@hawkeye10,
hawkeye10 wrote:We need to understand that the Chinese think that they are very close to defeating stealth technology, and that the Russians are working closely with the Chinese generally.
"Stealth involving a large flying wing" and "stealth involving a traditional airframe" are two very different things.
Much of stealth involves shaping the plane so that the radar signal bounces harmlessly away from the plane instead of directly back at the radar receiver.
Anti-stealth radar involves using wavelengths so large that parts of the plane appear as a single pixel. If a photon sees part of the plane as a single pixel, it doesn't see the shape and thus doesn't know that it is supposed to bounce away from the airplane. With the F-22 and F-35 the weak points are the vertical stabilizers. If you get a wavelength large enough, the vertical stabilizers will reflect back at the radar receiver.

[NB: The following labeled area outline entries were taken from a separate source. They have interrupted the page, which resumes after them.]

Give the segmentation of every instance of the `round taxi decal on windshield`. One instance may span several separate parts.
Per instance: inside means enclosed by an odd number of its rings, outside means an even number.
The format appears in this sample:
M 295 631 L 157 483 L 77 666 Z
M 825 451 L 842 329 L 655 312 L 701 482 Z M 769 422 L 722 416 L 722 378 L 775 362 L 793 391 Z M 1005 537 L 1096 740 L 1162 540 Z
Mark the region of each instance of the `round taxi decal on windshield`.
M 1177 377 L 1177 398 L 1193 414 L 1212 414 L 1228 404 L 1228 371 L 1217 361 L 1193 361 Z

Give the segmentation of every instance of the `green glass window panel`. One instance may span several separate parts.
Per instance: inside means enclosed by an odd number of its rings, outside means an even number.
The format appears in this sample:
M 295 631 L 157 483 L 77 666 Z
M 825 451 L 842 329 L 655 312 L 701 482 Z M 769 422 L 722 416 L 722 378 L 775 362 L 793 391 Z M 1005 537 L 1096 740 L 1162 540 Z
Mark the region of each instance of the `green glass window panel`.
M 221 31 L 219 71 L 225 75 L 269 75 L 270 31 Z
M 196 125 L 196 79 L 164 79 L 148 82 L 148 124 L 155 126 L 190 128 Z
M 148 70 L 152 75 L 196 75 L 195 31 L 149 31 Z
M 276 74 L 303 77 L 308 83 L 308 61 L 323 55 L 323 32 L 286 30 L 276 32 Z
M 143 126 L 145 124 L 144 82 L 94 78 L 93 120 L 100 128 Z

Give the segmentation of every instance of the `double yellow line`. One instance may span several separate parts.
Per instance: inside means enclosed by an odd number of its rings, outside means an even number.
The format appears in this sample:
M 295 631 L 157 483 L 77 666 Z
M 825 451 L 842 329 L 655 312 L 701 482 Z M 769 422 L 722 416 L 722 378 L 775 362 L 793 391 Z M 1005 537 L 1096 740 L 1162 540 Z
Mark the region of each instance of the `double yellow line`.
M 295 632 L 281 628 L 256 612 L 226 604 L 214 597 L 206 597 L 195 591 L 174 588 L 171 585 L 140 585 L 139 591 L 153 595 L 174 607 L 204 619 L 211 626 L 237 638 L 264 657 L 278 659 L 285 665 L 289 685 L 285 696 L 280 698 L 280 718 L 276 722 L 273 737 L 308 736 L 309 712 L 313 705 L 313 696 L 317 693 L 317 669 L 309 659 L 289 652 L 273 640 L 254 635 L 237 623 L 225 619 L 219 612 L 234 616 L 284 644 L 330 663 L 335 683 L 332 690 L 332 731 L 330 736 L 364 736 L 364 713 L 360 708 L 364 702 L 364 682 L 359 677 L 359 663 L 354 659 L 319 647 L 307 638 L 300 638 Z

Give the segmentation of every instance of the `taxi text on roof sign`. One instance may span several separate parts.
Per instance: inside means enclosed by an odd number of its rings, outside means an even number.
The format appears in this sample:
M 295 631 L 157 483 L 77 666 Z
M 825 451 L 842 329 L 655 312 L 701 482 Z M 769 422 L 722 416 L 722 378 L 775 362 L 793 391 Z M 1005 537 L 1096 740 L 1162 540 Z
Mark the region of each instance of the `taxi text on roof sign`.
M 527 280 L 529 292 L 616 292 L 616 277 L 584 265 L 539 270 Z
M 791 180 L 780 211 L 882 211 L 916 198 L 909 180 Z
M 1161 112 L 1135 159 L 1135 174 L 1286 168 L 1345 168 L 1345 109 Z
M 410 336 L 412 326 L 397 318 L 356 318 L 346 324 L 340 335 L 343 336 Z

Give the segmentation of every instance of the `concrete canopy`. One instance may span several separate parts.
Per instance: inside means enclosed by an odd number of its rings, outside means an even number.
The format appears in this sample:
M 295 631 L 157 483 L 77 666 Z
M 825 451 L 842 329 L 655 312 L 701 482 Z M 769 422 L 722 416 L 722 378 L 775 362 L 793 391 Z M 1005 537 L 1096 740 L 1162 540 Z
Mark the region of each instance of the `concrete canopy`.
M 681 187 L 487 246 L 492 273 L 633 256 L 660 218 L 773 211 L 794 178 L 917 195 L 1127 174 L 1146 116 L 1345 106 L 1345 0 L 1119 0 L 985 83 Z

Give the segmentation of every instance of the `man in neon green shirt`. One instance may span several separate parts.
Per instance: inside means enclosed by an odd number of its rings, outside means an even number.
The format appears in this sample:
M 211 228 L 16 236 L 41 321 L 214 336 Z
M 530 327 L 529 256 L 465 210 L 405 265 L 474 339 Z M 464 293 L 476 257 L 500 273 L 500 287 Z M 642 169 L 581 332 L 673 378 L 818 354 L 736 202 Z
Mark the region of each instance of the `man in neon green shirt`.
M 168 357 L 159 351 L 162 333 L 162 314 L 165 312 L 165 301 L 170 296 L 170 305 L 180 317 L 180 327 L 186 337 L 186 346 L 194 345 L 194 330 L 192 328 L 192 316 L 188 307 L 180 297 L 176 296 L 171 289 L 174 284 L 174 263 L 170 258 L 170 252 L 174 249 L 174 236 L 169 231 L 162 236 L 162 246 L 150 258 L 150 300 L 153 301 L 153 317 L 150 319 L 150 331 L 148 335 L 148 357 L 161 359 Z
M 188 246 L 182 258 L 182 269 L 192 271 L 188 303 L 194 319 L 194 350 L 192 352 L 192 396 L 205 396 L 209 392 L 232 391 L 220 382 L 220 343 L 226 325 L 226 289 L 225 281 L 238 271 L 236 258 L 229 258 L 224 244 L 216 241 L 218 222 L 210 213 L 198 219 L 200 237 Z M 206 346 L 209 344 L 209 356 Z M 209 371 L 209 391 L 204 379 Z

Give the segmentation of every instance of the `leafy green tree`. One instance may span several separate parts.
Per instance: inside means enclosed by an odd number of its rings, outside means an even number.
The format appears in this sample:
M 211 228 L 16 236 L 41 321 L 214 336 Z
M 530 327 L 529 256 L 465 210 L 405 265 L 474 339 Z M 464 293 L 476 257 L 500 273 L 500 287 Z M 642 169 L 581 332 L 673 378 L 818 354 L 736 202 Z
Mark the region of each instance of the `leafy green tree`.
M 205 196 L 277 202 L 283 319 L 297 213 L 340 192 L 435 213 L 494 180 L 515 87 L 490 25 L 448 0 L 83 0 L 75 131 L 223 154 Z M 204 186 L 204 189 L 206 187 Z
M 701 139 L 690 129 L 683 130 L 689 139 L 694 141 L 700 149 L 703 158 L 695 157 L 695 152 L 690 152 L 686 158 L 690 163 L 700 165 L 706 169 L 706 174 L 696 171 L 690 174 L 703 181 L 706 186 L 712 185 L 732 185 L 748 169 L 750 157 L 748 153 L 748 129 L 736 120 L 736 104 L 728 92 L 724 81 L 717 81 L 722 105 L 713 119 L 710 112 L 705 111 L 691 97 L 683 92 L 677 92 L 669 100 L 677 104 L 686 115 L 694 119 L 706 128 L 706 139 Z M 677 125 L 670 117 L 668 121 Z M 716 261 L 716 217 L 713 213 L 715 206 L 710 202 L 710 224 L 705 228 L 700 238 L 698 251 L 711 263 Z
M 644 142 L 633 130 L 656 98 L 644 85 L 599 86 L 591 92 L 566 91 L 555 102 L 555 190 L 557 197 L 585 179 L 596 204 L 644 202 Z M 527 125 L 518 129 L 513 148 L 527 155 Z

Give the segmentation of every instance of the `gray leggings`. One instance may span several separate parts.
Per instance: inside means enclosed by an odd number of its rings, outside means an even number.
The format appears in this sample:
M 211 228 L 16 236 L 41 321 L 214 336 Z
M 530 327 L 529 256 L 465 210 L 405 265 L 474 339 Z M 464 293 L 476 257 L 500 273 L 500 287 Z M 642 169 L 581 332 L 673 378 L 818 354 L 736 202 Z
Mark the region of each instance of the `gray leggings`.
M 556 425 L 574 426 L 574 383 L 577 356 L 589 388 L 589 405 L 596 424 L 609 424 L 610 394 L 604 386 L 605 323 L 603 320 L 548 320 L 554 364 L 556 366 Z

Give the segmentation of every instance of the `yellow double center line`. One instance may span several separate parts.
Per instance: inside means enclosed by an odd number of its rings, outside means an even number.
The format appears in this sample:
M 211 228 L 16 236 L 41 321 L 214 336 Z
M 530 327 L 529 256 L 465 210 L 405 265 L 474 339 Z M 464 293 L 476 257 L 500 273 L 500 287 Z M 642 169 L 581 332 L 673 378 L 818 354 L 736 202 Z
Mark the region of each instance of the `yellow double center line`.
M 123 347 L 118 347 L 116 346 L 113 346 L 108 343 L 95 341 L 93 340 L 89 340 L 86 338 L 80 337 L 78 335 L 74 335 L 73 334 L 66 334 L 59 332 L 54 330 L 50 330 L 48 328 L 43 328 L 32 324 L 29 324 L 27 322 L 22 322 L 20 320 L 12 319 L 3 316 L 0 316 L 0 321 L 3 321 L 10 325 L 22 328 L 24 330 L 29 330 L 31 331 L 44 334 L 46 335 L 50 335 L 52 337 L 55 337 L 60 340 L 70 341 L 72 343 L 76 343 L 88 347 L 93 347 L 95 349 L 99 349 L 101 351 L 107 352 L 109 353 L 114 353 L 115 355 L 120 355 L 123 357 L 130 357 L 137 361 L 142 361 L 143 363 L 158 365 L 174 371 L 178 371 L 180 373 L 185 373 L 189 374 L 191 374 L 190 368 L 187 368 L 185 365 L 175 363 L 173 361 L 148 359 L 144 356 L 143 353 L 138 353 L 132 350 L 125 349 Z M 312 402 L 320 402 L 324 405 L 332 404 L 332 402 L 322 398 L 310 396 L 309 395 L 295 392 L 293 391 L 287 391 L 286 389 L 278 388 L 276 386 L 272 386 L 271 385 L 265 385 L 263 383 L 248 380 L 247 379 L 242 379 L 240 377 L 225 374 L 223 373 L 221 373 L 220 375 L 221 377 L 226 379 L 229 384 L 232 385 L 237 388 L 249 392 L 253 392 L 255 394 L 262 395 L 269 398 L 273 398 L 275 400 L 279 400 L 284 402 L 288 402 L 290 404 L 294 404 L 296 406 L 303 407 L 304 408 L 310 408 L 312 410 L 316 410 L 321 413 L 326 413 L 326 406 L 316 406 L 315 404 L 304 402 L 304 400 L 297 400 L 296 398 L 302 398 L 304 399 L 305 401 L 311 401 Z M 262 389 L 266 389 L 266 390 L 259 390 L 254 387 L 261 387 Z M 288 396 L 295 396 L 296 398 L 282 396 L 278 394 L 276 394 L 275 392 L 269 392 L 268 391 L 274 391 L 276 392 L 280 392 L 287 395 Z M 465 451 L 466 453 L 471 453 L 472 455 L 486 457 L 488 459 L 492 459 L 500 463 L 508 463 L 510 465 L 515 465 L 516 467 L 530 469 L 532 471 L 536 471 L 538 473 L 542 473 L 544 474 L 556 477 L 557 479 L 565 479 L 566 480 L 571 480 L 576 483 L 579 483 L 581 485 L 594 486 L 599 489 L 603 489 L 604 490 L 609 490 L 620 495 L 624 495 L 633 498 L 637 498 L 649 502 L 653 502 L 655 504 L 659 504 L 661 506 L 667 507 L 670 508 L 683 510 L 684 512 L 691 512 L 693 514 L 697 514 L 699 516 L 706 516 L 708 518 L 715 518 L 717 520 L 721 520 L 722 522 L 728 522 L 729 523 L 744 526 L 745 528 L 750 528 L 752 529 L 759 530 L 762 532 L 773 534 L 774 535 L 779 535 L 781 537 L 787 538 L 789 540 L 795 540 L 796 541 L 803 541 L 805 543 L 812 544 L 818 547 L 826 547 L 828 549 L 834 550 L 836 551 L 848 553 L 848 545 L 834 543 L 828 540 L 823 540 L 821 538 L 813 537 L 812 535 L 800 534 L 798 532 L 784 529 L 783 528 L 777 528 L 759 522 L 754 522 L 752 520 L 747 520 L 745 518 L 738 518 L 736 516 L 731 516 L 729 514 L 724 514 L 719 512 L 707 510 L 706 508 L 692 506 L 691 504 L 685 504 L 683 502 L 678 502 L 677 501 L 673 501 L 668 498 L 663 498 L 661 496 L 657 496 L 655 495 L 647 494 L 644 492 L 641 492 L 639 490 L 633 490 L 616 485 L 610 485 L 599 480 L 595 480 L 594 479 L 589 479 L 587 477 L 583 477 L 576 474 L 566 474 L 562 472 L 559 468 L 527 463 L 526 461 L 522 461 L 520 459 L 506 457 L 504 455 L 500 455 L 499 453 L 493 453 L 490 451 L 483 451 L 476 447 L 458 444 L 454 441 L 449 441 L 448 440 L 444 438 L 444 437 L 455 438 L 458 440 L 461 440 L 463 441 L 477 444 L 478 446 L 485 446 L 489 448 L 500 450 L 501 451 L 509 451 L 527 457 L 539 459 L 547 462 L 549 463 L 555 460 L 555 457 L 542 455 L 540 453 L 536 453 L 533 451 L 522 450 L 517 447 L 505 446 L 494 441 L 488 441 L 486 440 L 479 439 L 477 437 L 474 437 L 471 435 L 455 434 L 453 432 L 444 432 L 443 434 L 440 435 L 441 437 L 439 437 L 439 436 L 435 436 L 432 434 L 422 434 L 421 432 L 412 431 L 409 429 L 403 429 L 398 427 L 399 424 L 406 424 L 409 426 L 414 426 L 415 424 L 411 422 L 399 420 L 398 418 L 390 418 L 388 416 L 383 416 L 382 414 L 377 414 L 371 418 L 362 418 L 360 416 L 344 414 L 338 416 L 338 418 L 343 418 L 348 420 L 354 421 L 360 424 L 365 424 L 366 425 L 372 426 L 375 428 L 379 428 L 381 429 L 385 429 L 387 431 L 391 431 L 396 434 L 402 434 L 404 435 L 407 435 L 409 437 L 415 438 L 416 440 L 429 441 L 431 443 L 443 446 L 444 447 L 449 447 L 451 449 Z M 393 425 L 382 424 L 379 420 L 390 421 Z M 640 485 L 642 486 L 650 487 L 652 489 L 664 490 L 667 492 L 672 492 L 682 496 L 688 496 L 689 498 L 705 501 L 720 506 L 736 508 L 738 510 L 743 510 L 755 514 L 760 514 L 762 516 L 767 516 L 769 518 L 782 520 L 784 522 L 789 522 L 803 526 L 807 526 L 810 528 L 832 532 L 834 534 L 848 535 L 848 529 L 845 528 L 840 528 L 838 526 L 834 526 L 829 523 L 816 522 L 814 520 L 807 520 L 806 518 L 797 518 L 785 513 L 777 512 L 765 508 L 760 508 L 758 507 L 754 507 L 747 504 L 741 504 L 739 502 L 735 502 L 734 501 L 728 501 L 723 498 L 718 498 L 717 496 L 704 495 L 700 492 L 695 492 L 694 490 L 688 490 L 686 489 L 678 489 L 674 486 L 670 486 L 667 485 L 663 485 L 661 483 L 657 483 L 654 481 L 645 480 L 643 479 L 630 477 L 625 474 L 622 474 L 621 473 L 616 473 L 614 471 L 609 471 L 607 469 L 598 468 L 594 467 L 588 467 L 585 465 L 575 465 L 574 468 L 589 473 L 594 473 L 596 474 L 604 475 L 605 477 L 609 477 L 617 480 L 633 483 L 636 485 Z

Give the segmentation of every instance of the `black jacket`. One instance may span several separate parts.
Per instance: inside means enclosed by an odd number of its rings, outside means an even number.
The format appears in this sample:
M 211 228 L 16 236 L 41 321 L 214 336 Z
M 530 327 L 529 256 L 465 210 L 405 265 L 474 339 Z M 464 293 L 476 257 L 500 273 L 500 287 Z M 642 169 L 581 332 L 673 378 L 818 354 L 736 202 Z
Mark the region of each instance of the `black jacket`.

However, there are a couple drawbacks. The first is that with such a low resolution, it is hard to guide a missile accurately. It is likely that with enough computational power it can be done, but so far no one has mustered enough computational power.
The next drawback is that this frequency range is one of the easiest to jam or spoof. It is in the same frequency range that we used for TV channels 2 through 13 back in the analog TV days. Our electronic warfare guys could very well take over the airwaves and play Seinfeld reruns on all the enemy radar screens. Or better yet they could make recordings of fake radar images and play those recordings on enemy radar screens to trick them into firing their missiles at signals that aren't even there.
However, none of the above applies to a large flying wing like a B-2 bomber. With enough computational power someone might be able to make a radar work using a frequency that sees an F-22's vertical stabilizers as single pixels. No one is ever going to make a radar with a wavelength large enough to see the wings of a B-2 bomber as a single pixel.